The SA-buffered solutions with various concentrations of D-glucose were prepared in vol/vol unit. In the process, firstly a maximum concentration of 3 mg/mL of D-glucose solution was prepared. Then, 2.5, 2.0, 1.5, 1.0, 0.5 and 0.1 mg/mL solutions were consecutively prepared by adding the required solvent to it. The measured refractive index value for the higher concentration was 1.3715 and reached 1.3704 for 0.1 mg/mL of glucose solution. Then the SRI sensing for the GOD immobilised DPLPG was carried out with the series of glucose solutions. The combined effect of a large number of D-glucose molecules and enough active GOD molecules existing in the evanescent field area led to the great change of $n_{cl}^m$, thus resulting in the wavelength shift of the DPLPG resonances.

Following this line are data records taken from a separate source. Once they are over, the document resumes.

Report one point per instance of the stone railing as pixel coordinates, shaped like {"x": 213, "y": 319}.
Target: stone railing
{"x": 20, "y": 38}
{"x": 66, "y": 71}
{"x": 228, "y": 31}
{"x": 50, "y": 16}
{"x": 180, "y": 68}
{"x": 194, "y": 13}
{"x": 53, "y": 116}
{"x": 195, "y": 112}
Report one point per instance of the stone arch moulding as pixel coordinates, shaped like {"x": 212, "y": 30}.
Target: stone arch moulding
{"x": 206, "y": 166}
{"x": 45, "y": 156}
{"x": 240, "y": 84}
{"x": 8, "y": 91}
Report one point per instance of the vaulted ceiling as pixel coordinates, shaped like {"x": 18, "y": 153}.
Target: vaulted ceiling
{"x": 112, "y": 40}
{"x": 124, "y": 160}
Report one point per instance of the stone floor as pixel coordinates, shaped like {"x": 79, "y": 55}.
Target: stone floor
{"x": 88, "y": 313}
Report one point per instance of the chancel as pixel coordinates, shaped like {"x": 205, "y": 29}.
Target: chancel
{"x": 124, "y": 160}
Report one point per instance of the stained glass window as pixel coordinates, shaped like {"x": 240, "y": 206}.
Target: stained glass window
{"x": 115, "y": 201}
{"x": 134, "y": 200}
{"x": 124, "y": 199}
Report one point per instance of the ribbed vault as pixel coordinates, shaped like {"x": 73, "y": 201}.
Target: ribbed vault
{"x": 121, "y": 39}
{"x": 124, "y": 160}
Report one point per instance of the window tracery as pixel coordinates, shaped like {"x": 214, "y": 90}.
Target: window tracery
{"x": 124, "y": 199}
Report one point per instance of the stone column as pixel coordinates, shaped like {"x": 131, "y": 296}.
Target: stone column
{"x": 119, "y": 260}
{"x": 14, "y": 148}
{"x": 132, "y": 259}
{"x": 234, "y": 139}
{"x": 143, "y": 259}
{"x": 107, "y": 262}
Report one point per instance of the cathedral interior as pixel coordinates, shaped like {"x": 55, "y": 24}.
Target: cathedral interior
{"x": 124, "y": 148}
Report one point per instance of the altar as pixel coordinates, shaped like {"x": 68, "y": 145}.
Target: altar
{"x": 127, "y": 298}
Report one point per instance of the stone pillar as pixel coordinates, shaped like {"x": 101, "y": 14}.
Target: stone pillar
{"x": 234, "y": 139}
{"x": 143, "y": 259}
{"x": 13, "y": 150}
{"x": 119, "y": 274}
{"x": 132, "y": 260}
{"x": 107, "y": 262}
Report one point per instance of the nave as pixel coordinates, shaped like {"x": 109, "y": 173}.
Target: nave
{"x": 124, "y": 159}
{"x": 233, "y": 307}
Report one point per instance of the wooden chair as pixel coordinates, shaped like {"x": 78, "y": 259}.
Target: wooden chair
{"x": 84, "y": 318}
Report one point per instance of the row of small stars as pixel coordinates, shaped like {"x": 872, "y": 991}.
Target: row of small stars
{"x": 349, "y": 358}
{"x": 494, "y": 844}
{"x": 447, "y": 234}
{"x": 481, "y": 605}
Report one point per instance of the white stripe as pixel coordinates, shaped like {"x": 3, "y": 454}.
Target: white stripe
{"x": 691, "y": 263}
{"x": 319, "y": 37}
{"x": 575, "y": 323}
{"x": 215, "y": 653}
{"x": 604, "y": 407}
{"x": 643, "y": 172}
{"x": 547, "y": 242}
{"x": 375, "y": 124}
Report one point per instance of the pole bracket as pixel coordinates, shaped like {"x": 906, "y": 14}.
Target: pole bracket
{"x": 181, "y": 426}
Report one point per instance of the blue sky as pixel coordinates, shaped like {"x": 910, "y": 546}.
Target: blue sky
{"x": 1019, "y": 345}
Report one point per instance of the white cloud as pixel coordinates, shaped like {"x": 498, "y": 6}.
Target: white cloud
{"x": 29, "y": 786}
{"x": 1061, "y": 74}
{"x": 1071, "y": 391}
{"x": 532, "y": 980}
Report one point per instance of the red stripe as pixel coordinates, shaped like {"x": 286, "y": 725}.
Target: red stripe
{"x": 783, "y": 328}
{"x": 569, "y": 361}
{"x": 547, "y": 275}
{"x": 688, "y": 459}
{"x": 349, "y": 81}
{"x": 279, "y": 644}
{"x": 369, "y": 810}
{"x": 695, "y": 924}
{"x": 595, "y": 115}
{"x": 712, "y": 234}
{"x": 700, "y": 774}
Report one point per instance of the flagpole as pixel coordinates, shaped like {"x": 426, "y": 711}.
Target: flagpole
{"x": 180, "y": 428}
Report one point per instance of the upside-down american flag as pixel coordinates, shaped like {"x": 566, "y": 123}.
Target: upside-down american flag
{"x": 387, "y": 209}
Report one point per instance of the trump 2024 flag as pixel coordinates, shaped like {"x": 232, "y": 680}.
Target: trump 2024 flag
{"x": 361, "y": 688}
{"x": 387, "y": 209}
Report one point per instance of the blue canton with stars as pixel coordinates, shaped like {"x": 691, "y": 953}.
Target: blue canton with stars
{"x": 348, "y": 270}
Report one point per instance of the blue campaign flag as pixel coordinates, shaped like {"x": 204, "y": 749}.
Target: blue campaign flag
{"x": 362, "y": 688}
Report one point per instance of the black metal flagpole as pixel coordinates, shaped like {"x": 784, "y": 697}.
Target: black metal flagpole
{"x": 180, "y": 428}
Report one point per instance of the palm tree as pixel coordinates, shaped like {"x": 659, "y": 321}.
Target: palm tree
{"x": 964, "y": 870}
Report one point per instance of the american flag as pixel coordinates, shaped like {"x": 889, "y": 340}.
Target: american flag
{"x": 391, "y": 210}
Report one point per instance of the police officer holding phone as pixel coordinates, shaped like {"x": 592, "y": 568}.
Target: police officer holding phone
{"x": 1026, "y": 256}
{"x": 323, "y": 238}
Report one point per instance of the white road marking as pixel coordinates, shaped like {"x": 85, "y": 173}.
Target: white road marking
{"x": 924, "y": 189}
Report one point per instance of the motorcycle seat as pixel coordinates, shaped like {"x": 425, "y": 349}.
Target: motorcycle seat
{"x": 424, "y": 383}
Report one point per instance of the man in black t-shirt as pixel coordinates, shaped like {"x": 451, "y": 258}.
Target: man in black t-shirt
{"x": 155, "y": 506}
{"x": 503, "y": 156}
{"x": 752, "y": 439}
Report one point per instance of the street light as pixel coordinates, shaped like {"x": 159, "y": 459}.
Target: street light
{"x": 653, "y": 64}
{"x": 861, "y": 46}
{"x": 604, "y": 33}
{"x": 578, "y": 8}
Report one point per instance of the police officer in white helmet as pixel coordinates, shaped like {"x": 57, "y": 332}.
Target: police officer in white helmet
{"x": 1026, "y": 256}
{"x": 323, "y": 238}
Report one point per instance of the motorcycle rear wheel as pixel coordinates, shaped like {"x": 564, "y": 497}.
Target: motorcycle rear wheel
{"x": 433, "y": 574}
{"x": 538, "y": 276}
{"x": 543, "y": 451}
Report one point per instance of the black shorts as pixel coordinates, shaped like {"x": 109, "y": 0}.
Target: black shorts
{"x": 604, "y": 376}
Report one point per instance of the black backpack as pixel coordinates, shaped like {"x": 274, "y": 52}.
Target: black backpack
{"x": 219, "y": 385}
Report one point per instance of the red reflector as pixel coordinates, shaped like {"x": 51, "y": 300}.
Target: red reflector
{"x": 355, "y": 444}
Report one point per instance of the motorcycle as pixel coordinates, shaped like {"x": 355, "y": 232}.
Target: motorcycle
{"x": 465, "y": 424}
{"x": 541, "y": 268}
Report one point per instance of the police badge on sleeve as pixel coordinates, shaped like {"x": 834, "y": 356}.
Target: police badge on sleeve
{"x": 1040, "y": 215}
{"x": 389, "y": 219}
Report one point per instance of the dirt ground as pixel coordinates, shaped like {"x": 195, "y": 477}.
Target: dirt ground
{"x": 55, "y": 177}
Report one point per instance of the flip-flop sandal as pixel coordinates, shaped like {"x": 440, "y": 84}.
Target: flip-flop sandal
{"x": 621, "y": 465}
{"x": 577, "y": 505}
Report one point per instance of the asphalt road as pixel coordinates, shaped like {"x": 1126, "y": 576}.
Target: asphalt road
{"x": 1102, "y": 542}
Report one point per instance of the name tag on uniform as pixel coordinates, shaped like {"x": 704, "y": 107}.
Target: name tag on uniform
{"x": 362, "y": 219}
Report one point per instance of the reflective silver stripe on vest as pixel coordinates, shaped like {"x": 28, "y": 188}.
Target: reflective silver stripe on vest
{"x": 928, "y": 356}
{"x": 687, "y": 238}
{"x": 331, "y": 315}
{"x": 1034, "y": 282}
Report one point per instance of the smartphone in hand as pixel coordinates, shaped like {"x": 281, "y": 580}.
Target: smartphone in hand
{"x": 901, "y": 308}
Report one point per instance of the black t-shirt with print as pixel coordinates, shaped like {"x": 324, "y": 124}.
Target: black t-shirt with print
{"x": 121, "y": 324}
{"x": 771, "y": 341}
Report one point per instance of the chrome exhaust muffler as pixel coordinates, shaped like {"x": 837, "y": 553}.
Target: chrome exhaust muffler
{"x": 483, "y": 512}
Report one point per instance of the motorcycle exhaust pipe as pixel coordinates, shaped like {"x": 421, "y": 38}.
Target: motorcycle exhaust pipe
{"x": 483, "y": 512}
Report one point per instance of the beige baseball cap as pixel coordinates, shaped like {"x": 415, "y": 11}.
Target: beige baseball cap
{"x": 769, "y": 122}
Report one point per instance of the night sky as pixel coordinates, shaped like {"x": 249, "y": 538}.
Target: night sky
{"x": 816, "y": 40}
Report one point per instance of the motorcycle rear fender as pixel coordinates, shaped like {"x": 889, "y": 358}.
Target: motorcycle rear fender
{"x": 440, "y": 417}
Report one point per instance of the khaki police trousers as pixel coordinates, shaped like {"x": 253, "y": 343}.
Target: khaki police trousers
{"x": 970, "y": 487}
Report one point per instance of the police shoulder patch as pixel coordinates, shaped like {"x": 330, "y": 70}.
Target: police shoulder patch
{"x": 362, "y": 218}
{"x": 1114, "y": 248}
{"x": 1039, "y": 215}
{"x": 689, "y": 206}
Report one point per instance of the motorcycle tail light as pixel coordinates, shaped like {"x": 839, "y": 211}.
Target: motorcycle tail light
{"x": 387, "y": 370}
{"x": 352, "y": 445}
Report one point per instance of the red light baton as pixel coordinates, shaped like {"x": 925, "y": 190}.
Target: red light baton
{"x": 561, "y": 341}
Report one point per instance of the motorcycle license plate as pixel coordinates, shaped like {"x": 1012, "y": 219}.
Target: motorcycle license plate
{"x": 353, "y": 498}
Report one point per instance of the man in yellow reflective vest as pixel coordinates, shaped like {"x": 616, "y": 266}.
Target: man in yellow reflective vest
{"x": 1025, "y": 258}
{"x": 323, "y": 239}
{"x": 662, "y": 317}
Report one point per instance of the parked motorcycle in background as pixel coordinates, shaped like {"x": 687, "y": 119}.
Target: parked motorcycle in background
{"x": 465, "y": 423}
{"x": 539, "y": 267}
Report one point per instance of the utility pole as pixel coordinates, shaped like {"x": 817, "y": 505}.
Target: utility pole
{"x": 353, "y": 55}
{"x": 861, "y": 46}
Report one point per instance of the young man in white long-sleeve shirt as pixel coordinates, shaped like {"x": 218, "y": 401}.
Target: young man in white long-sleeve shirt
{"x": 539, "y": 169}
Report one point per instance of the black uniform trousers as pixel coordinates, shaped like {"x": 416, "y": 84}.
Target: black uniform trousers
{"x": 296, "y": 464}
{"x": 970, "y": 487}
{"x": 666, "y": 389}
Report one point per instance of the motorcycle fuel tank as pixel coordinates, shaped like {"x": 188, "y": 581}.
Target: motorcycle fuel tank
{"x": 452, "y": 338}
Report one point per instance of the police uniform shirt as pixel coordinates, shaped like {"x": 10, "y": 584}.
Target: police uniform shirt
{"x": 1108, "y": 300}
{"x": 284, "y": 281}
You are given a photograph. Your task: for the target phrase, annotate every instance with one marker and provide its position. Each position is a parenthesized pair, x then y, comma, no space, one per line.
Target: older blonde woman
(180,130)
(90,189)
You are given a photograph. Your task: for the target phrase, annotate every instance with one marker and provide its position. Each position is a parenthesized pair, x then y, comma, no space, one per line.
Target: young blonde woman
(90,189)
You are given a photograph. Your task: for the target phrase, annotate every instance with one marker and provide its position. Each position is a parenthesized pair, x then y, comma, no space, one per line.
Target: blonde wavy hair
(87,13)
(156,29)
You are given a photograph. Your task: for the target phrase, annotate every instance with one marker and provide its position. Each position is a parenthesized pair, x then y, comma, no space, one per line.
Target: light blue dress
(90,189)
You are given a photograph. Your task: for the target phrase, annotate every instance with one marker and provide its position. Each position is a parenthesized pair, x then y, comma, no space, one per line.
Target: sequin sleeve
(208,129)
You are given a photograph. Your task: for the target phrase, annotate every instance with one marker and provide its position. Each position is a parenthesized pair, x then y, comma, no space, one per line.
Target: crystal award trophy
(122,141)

The plots in Figure 8a–d show the DPLPG resonance shift for different concentrations of glucose solutions and the sensitivity analysis results. It is seen in Figure 8a,b that the normal resonance (peak 1) shows a small red shift with an increase of the glucose concentration, whereas the conjugated attenuation peaks show opposite wavelength shifts. Further elaborated sensitivity plots with wavelength shift for different concentrations of glucose solution are depicted in Figure 8c,d. Here, the dashed line adjoining the data points reflects the true trend for sensitivity modulation of a DPLPG with respect to the different glucose concentration. It is clearly seen that there are opposite wavelength shifts at the dispersion turning points with gradual change in the refractive index of the surrounding medium. Non-linear behaviour may arise due to inaccuracies in measuring the concentration of solutions. The experimental setup used to prepare glucose solutions from higher-to-lower concentrations could potentially introduce inconsistencies, which leads to alterations of the refractive index qualitatively in some samples, rather than producing the precise values anticipated. Although, after considering all these facts, a linear fitting results in a sensitivity of 2.37 nm/(mg/mL) for peak 1 (as shown in Figure 8c) and the much larger sensitivities of 19.92 nm/(mg/mL) and −36.25 nm/(mg/mL) for peaks 2 and 3 at 1470.72 nm and 1863.28 nm, respectively (as shown in Figure 8d). As peak 3 shows the blue shift with the increased glucose concentration, its sensitivity is thus negative. The overall evaluated results clearly demonstrate that enzyme-functionalised dual-peak resonances are more sensitive to SRI in comparison with the normal peak 1. Henceforth, it paves the way for additional explorations into the applications of a highly sensitive DPLPG sensing device in the field of biomedical science.

4. Conclusions

In this paper, we have investigated and reported a precise glucose sensor inscribed into a thin-cladding optical fibre with a core-cladding diameter of (4.2/80) μm. A point-by-point writing technique was utilised to inscribe DPLPGs with the achieved resonances into the near-to mid-infrared (IR) range using a frequency-doubled Argon ion laser. We have demonstrated the thermal and surrounding refractive index (SRI) response for DPLPGs with very high sensitivity from near-IR to mid-IR range. The highest temperature sensitivity for peaks 2 and 3 are achieved as −760 pm/°C and 640 pm/°C, respectively. The high SRI sensitivities of ~−885.7 nm/RIU and ~2008.6 nm/RIU are achieved for the conjugate resonances of the DPLPG, respectively. Immobilisation of an enzyme, glucose oxidase (GOD), empowers this DPLPG device for precise sensing of glucose in the range of 0.1–3.0 mg/mL. In comparison with other reports on sensing of glucose, this work demonstrates a maximum sensitivity of −36.25 nm/(mg/mL) using the most sensitive dual-peak LPGs, which is applicable in biomedical sciences.